La pandemia del Covid-19 non ha certamente migliorato la situazione, anzi, semmai ha addirittura esasperato tutti i problemi fino ad oggi esistenti. L’isolamento fisico e relazionale dai contatti umani, la didattica a distanza usata in modo massiccio e per un periodo troppo lungo, hanno certamente influito negativamente sulla psiche dei nostri ragazzi.

Il dottor Vicari, neuropsichiatra dell’ospedale Bambin Gesù di Roma, ha raccolto una serie di dati che testimoniano l’incremento del disagio nei giovanissimi. In particolare ha evidenziato l’aumento del 30% delle forme di autolesionismo e tentativi di suicidio; inoltre sono incrementate le forme di ansia, depressione e disturbi del sonno negli adolescenti. Un adolescente, spiega Vicari, parla poco con i genitori; se deve raccontare un problema preferisce confrontarsi con un amico, un compagno. Il contatto con il gruppo dei coetanei fa quindi da ammortizzatore; se questo contatto manca, l’adolescente può sviluppare un disagio emotivo e sviluppare una psicopatologia. E l’assenza della scuola è stata la causa maggiore dei disagi attuali degli adolescenti. Si continua a pensare che la scuola sia solo didattica: questo è un errore gravissimo. La scuola non può essere vista come luogo di preparazione al mondo del lavoro ma come luogo di formazione del carattere e della conoscenza. ‘In questa emergenza i giovani sono stati dimenticati: devono invece essere rimessi al centro dell’attenzione del mondo, politico e non, per il semplice fatto che saranno loro gli adulti di domani. Dobbiamo supportarli e dotare di strumenti per affrontare questo momento storico anche quei ragazzi che risorse non ne hanno’.

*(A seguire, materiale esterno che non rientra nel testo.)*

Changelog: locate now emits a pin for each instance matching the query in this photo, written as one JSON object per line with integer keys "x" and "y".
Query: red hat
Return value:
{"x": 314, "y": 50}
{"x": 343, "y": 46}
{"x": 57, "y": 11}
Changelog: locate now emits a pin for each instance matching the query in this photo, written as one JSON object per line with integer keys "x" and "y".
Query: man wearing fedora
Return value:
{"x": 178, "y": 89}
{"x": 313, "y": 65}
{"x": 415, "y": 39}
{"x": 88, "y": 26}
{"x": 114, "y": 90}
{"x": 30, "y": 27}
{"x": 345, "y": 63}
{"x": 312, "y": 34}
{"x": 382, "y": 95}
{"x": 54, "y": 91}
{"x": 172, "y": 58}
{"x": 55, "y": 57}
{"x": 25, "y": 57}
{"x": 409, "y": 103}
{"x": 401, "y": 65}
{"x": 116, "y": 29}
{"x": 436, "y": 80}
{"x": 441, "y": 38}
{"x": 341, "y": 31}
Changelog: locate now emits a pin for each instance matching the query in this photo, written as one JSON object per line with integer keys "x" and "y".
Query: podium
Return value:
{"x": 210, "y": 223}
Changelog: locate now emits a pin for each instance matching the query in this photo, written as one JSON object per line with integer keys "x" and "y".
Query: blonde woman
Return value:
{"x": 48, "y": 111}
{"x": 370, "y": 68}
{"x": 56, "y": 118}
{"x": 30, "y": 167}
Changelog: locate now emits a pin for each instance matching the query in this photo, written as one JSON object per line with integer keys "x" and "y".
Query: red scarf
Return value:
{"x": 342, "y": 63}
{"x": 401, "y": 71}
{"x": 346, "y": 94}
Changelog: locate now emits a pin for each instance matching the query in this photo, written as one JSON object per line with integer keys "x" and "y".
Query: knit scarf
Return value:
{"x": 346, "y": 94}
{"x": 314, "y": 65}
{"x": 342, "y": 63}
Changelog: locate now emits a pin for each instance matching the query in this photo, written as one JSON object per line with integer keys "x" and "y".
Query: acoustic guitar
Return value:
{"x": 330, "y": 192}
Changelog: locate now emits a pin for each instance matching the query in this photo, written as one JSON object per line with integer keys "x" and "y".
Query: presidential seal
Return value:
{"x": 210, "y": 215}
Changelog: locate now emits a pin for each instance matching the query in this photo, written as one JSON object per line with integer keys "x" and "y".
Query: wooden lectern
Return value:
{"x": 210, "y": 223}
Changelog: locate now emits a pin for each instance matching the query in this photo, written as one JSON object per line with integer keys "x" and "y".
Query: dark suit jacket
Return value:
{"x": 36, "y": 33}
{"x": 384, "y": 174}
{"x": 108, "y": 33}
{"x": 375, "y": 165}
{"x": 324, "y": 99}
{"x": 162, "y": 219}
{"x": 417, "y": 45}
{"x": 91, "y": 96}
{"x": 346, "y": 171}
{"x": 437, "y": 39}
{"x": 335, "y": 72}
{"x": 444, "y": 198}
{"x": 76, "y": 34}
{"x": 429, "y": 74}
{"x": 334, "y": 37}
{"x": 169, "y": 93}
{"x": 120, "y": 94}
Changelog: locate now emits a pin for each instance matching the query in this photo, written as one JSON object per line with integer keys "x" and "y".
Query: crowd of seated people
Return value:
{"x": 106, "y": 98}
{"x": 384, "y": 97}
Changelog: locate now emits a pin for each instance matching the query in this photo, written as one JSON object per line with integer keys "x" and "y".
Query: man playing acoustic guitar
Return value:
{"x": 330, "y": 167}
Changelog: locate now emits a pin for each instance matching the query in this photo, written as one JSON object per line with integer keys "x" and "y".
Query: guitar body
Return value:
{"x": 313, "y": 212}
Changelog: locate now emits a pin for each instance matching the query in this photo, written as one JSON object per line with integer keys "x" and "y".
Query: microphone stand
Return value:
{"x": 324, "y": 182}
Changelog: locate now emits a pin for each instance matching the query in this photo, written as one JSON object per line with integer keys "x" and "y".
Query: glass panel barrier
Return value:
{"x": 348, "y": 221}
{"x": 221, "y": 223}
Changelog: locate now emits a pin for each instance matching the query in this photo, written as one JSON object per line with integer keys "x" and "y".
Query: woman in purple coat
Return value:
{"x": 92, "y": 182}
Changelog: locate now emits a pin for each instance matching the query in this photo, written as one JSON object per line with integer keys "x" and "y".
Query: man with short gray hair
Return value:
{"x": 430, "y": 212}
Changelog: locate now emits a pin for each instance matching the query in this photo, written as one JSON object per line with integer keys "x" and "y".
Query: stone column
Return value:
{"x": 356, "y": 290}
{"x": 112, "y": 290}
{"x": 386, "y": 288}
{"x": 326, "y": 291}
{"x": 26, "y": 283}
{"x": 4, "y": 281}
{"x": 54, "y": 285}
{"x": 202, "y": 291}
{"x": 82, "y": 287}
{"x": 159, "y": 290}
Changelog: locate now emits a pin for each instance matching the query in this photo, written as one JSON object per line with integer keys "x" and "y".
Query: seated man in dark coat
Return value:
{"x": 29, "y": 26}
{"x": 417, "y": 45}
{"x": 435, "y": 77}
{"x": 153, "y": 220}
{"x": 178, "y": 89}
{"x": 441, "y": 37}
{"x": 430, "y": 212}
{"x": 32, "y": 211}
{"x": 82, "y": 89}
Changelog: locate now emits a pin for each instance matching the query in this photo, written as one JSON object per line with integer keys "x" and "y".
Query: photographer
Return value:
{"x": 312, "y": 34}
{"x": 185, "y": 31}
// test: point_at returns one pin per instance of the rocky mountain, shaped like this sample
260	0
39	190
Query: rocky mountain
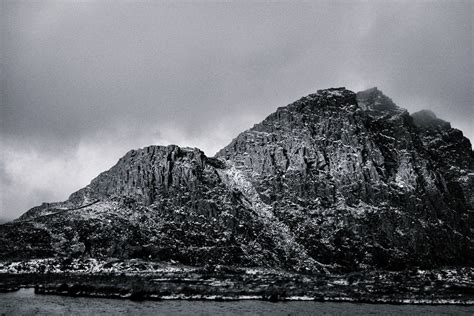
334	181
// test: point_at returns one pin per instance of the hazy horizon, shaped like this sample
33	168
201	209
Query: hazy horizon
84	82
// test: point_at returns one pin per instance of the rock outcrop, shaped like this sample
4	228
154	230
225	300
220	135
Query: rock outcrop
336	180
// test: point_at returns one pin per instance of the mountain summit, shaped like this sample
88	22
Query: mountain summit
336	180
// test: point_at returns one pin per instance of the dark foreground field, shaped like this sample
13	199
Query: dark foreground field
143	281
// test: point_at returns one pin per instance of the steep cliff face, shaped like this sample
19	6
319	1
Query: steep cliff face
360	182
336	180
160	203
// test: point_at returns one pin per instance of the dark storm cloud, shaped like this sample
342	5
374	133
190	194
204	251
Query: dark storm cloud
83	82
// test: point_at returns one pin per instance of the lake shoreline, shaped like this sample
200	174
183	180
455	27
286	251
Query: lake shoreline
138	281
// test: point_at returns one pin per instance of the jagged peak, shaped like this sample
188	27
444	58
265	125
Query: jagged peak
427	118
375	101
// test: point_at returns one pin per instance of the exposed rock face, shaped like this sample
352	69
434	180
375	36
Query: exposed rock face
361	182
334	180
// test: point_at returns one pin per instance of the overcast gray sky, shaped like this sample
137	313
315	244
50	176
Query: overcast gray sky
84	82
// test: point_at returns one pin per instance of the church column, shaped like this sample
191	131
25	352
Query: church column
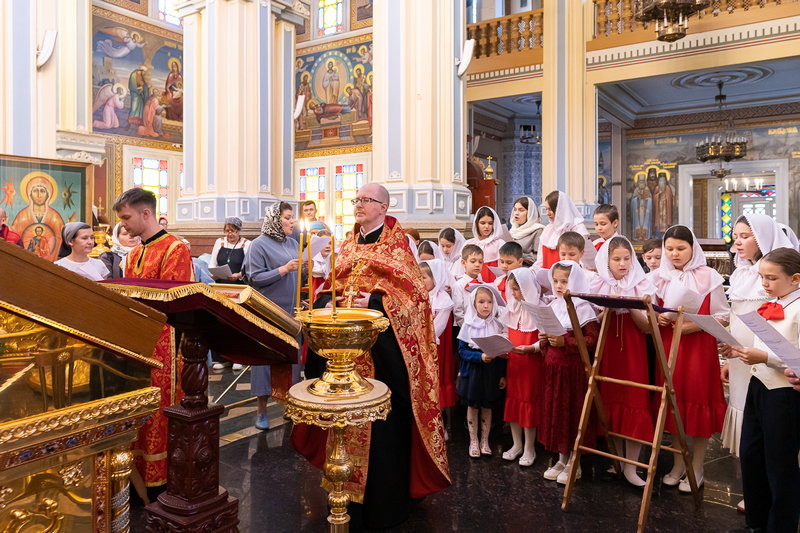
569	146
238	59
419	133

Sebbene gli studi sulle tecnologie abbiano evidenziato così tanti pericoli e problemi, non è pensabile di poter fare un passo indietro. Piuttosto bisogna lavorare per rendere più sicure, maggiormente fruibili ed inclusive le tecnologie che già utilizziamo.

Uno strumento da potenziare nella nostra regione potrebbe essere il network “Scu. Ba. Lu.”, una piattaforma innovativa, sicura, gestita dalla scuola, ente istituzionale preposto per la crescita e lo sviluppo delle nuove generazioni.

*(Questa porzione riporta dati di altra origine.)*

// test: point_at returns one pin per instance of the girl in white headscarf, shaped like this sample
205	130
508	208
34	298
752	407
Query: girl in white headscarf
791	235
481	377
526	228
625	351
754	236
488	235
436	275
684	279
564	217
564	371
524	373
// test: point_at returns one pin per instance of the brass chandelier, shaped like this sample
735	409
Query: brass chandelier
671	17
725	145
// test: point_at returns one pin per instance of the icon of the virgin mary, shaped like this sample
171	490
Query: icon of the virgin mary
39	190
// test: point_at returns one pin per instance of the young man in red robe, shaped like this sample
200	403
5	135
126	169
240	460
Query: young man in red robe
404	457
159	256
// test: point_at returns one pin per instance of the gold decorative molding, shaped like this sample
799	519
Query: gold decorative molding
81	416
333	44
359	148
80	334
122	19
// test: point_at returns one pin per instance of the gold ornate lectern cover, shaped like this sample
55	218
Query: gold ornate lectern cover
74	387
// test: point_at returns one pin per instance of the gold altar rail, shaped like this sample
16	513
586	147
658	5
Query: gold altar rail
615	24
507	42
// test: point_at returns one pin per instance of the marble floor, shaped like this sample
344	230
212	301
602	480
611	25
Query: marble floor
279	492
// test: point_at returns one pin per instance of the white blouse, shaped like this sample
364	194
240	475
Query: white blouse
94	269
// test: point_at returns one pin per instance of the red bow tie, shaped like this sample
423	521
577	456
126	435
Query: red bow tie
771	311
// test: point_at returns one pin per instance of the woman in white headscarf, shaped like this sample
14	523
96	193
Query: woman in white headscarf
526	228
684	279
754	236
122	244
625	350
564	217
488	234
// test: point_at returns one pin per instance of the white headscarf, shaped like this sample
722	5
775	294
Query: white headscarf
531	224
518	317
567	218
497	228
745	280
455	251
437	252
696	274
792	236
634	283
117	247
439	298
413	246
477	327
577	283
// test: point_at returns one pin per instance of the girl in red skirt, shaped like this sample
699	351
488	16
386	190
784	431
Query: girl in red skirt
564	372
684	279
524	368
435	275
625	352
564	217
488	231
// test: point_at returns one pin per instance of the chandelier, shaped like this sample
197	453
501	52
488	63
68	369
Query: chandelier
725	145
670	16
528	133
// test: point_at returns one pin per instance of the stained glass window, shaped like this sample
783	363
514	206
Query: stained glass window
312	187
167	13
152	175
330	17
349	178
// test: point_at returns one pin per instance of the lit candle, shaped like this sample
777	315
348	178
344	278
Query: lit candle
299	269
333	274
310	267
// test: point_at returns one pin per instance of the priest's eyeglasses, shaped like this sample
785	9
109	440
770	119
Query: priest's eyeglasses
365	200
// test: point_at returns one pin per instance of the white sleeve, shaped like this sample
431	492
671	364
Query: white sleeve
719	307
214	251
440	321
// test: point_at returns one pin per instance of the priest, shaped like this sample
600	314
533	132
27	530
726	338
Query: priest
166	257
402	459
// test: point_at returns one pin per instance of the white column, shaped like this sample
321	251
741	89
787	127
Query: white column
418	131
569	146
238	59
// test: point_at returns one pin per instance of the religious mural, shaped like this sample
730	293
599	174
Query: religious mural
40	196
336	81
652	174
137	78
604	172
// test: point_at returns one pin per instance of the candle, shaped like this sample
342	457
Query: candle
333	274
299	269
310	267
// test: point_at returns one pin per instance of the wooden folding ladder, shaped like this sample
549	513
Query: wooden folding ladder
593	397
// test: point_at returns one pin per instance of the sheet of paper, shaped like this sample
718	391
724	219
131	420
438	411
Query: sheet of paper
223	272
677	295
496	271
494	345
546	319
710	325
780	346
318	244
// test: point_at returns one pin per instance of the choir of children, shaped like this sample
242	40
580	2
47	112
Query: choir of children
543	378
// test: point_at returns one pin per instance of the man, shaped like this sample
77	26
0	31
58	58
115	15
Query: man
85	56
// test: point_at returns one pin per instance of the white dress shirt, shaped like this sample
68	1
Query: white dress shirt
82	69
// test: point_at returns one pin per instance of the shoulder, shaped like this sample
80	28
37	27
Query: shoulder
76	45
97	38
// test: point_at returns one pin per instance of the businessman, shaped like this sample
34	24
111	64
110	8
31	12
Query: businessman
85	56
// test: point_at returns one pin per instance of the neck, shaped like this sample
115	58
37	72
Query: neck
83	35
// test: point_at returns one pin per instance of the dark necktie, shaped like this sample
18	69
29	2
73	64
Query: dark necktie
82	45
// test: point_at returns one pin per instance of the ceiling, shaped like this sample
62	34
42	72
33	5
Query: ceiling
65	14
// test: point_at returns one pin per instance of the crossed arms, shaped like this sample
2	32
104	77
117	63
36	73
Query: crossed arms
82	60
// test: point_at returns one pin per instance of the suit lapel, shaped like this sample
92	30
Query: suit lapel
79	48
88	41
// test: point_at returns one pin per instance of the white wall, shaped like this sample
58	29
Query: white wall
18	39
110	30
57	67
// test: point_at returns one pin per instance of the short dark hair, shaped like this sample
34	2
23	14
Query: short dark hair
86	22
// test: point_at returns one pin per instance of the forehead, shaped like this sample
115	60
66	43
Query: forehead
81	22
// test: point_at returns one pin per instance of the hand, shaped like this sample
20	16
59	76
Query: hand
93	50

La scuola deve mettersi al pari con i tempi, o rischia di diventare obsoleta, lasciando che i giovani cerchino informazioni sui social e sul web. Sostenere e potenziare la piattaforma di scambio e condivisione tra alunni, come “Scu. Ba. Lu.” (Scuola Basilicata Ludica), messa in atto dal garante negli anni 2016/17 e 2018/19 e partecipata con successo da alcune scuole lucane, potrebbe essere una delle soluzioni vincenti, con la quale arrivare maggiormente e meglio ai ragazzi. Una piattaforma di loro padronanza, che dà piena espressione e protagonismo ai giovanissimi, ma che sorvegliata nei contenuti lancia potenzialmente in avanti la scuola, e ne dà lustro ed importanza.

Tutto questo grazie alle diverse attività che si sono susseguite nel progetto come: Assemblee a classi aperte; Lavori di gruppo; Produzione di elaborati scritti, grafici o materiali; Discussioni guidate; Approfondimenti attraverso ricerche in rete o in biblioteca o nel proprio vissuto sui temi proposti; Visione di filmati; Rappresentazioni teatrali; Elaborazione e somministrazione di questionari; Incontri con gli esperti.

Per questo sarebbe opportuno che la Regione sostenesse la scuola lucana mettendo a disposizione di questo progetto l’esperienza e la professionalità di Basilicatanet o un finanziamento ad hoc per strutturare meglio tale iniziativa con la partecipazione di associazioni del settore e del Corecom.

La Basilicata ha bisogno di giovani in buona salute mentale e fisica, che abbiano possibilità di crescere in modo sereno e sicuro, sostenuti dagli adulti e dalle istituzioni, tra cui quella più importante, la scuola”.